One reason may be because of the different smoking behaviors of African American and white smokers. While African Americans may smoke fewer cigarettes, research shows that they have a higher risk of lung cancer. They’re also less likely to quit smoking and more apt to be diagnosed with lung cancer at a younger age. “Yet, a higher percentage of cancer cases occur in African American smokers ineligible for screening than in white smokers ineligible for screening,” Popular Science reported.
“It emphasizes we have a long way to go to achieve equity in screening eligibility,” study author Melinda Aldrich of Vanderbilt University Medical Center said. “I was quite surprised by how striking that disparity was.”
This newest study looked at data from approximately 50,000 smokers in the Southern Community Cohort Study. They found just under 70 percent of African American smokers who had not been eligible for screening had been diagnosed with lung cancer, compared to 43 of white smokers diagnosed with lung cancer. One of the criteria most African Americans in this instance had failed to meet was the amount smoked.

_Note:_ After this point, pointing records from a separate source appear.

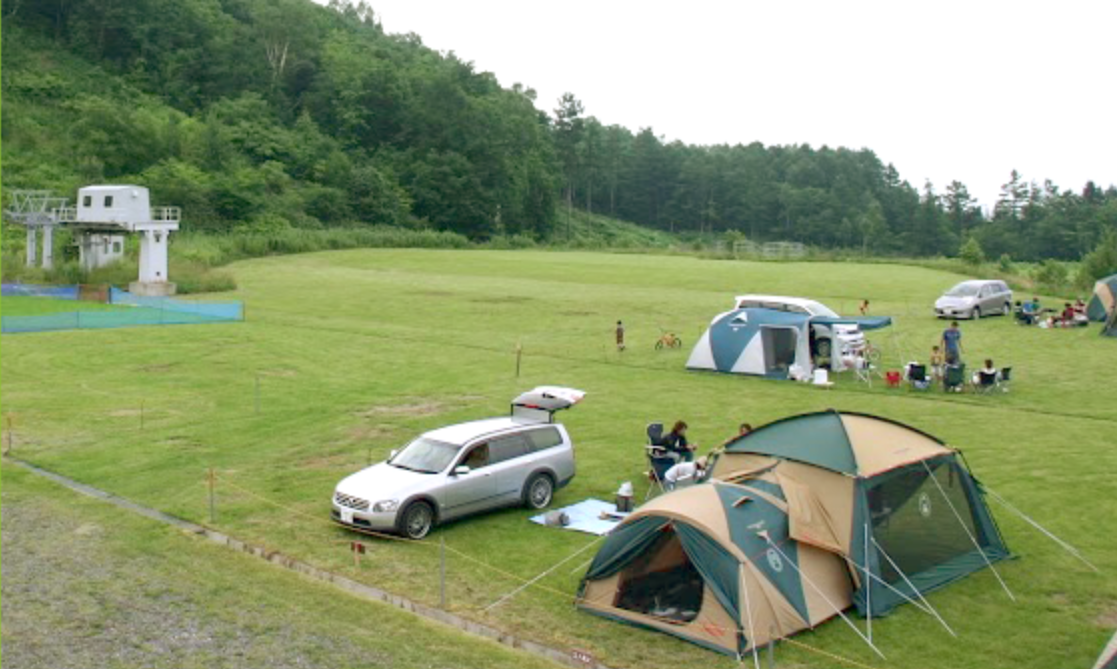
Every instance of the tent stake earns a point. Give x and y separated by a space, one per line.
966 529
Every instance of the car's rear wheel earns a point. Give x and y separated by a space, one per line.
538 491
417 519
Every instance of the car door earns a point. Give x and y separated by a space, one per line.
474 490
509 465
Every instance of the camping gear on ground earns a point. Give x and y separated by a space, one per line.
1108 657
803 517
765 342
955 378
591 516
624 497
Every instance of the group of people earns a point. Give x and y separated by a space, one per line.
1033 313
687 467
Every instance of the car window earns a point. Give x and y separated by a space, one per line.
506 448
477 457
544 438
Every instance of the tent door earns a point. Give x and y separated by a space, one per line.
781 345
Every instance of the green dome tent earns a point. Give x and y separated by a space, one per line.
804 517
1104 305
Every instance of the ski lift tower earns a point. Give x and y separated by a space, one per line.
102 217
37 211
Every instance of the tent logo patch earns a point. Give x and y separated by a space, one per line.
774 561
925 505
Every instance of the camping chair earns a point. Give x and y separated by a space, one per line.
985 382
659 458
917 376
1004 380
955 378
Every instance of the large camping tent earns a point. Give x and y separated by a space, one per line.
1104 305
765 342
804 517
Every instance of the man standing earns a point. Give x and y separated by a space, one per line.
952 343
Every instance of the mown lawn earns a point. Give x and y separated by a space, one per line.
347 354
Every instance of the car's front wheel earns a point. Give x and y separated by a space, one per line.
538 491
417 519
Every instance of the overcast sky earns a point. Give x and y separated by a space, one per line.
944 91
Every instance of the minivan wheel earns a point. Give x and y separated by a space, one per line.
538 491
417 519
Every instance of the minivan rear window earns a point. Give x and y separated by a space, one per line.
544 438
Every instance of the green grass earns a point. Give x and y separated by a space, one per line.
355 351
126 575
18 305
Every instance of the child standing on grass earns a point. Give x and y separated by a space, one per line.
937 363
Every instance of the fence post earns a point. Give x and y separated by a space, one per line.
210 478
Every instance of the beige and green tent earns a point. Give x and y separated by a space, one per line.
803 518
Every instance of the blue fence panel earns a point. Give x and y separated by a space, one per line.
34 290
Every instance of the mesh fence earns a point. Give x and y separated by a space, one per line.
125 311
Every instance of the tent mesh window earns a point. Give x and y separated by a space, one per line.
662 582
913 521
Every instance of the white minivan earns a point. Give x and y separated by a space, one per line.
465 468
974 299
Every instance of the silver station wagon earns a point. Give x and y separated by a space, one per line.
466 468
974 299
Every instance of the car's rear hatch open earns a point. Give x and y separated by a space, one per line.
541 403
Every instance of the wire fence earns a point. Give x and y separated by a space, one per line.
124 309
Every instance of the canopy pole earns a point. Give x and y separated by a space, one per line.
767 538
1047 533
752 631
868 591
929 609
966 529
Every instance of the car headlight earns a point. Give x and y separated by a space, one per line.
385 506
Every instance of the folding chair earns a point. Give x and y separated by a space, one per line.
917 376
1004 380
659 458
955 378
985 382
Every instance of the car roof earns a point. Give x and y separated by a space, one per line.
459 433
811 305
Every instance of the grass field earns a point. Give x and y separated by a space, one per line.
347 354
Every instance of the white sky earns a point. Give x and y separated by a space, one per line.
944 91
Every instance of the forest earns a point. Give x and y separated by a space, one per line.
268 115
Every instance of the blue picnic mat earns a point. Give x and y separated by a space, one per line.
585 516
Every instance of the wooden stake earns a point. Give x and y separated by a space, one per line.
210 478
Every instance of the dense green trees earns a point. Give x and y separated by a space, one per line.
264 114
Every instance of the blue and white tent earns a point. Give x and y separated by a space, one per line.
765 342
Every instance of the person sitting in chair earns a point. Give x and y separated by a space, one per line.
676 442
685 474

While the United States Preventive Services Task Force (USPSTF), the organization responsible for the current guidelines, is currently in the process of evaluating lung cancer screening guidelines, some practitioners are already putting the findings of this study to use in their practice. “I’m on the lookout, even though I can’t officially screen for lung cancer and get reimbursed,” Eric Flenaugh, chief of pulmonary and critical care and interventional pulmonary medicine at Grady Hospital in Atlanta, said. “I have a heightened sense of urgency.”